- Published on
Starting My ML Journey: Detecting Malicious URLs with Machine Learning
- Authors
- Name
- codebuff
Starting My ML Journey: Detecting Malicious URLs with Machine Learning
Introduction
Machine learning has endless possibilities, and I decided to kick off my journey by building a simple model to classify URLs as either malicious or benign. Using publicly available datasets, I created and trained a model that extracts meaningful features from URLs and predicts whether they are safe or potentially harmful.
This post outlines the entire process, from data preparation to model evaluation.
Data Preparation
I sourced the data from two places:
- Majestic Million: A dataset containing benign URLs.
- URLhaus: A collection of known malicious URLs.
After downloading these datasets, I cleaned them to retain only the URLs and assigned labels: 1 for malicious and 0 for benign.
Loading and Merging Data
import pandas as pd
malicious_df = pd.read_csv('data/urls/urlhaus_malicious_urls.csv')
malicious_df['label'] = 1
benign_df = pd.read_csv('data/urls/majestic_million_domain_only.csv')
benign_df['label'] = 0
df = pd.concat([malicious_df, benign_df], ignore_index=True)
To ensure balanced training, I sampled an equal number of URLs from each class:
min_class_size = min(df['label'].value_counts())
balanced_df = df.groupby('label').sample(n=min_class_size, random_state=42)
Feature Extraction
Next, I extracted features from the URLs that could help the model make predictions.

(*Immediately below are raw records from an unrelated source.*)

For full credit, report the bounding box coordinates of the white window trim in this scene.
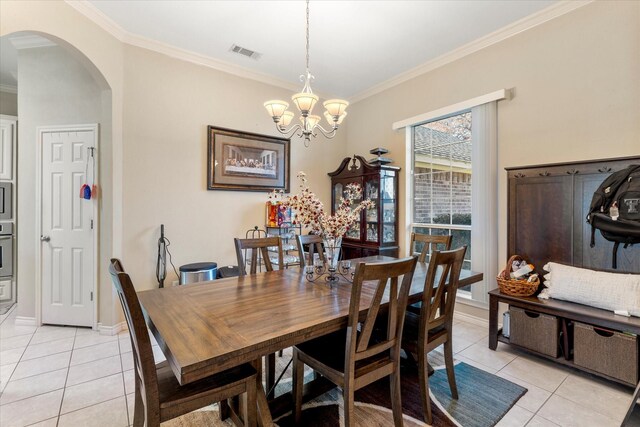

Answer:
[391,89,513,130]
[400,89,512,308]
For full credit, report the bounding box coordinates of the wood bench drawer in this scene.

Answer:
[573,322,638,385]
[509,307,560,357]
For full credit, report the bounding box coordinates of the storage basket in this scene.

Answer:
[496,255,540,297]
[573,322,638,385]
[509,306,560,357]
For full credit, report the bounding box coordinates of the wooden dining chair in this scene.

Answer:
[234,236,284,398]
[411,233,451,262]
[402,246,467,424]
[234,236,284,276]
[296,234,324,268]
[109,259,257,427]
[293,257,417,427]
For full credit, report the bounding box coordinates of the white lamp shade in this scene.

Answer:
[291,92,318,114]
[278,111,294,127]
[324,110,333,126]
[264,99,289,118]
[324,99,349,116]
[300,115,321,132]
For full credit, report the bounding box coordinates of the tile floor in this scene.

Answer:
[0,309,632,427]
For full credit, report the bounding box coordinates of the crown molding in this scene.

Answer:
[65,0,594,104]
[65,0,127,42]
[0,83,18,93]
[9,34,56,50]
[65,0,300,90]
[351,0,594,103]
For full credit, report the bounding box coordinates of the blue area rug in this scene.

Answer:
[428,362,527,427]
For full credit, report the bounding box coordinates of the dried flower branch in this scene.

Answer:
[269,172,375,238]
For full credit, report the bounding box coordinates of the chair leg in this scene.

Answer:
[292,347,304,425]
[243,379,258,427]
[342,381,356,427]
[265,353,276,399]
[444,337,458,399]
[389,370,402,427]
[133,373,145,427]
[418,351,432,424]
[218,399,230,421]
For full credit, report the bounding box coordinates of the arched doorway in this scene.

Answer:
[2,32,113,328]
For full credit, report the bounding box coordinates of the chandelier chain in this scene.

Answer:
[306,0,309,74]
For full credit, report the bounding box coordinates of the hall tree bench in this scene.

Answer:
[489,157,640,388]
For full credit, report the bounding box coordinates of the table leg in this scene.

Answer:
[253,359,273,427]
[489,295,498,350]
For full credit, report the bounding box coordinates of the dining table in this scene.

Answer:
[138,255,483,426]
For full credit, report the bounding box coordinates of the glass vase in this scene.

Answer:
[322,236,342,271]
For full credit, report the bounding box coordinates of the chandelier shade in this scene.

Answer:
[264,0,349,146]
[264,99,289,118]
[291,92,319,116]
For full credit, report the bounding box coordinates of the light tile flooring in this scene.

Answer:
[0,309,632,427]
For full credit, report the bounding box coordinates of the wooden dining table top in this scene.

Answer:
[138,256,483,385]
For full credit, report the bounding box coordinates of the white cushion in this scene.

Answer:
[538,262,640,317]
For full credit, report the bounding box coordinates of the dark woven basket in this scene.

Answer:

The key features included:
- URL length
- Number of digits
- Number of query parameters
- Use of IP address
- Number of subdomains
- Top-level domain (TLD)
- Path length
- Whether a port number is present
Extracting Features
from urllib.parse import urlparse
import re
def extract_features(url):
parsed = urlparse(url)
netloc = parsed.netloc
if ':' in netloc:
netloc = netloc.split(':')[0]
is_ip = re.match(r'\d{1,3}\.\d{1,3}\.\d{1,3}\.\d{1,3}', netloc)
features = {
'url_length': len(url),
'num_digits': sum(c.isdigit() for c in url),
'num_parameters': len(parsed.query.split('&')) if parsed.query else 0,
'uses_ip': 1 if is_ip else 0,
'num_subdomains': 0,
'tld': 'ip' if is_ip else None,
'path_length': len(parsed.path),
'has_port': 1 if ':' in netloc else 0
}
if not is_ip:
parts = netloc.split('.')
if len(parts) >= 2:
features['tld'] = parts[-1]
features['num_subdomains'] = len(parts) - 2
return features
Rare TLDs were grouped as "other," and frequencies of each TLD were calculated:
tld_counts = feature_df['tld'].value_counts()
rare_tlds = tld_counts[tld_counts < 10].index
final_df['tld'] = final_df['tld'].replace(rare_tlds, 'other')
tld_frequencies = final_df['tld'].value_counts(normalize=True)
final_df['tld_freq'] = final_df['tld'].map(tld_frequencies).fillna(0)
Model Training
I chose the XGBoost classifier for its efficiency and strong performance with structured data.
Training the Model
from xgboost import XGBClassifier
from sklearn.model_selection import train_test_split
X = final_df.drop(columns=['label'], axis=1)
y = final_df['label']
X_train, X_test, y_train, y_test = train_test_split(X, y, test_size=0.2, random_state=42)
model = XGBClassifier(n_estimators=100, max_depth=5, learning_rate=0.1, eval_metric='logloss')
model.fit(X_train, y_train)
Model Evaluation
I evaluated the model using metrics such as accuracy, confusion matrix, and classification report:
from sklearn.metrics import accuracy_score, confusion_matrix, classification_report
accuracy = accuracy_score(y_test, y_pred)
conf_matrix = confusion_matrix(y_test, y_pred)
report = classification_report(y_test, y_pred)
print(f"Accuracy: {accuracy}")
print(f"Confusion matrix:\n{conf_matrix}")
print(f"Classification report:\n{report}")
Results
The model achieved an accuracy close to 100% on the test set, indicating strong performance on the given data.
Lessons Learned and Future Plans
This project taught me valuable lessons about:
- Feature engineering from URLs.
- Handling imbalanced datasets.
- Using tree-based models for classification.
In the future, I plan to:
- Incorporate additional features, such as WHOIS information.
- Test the model on unseen datasets.
- Deploy the model as a web service.
Thank you for reading about my first steps in the world of machine learning!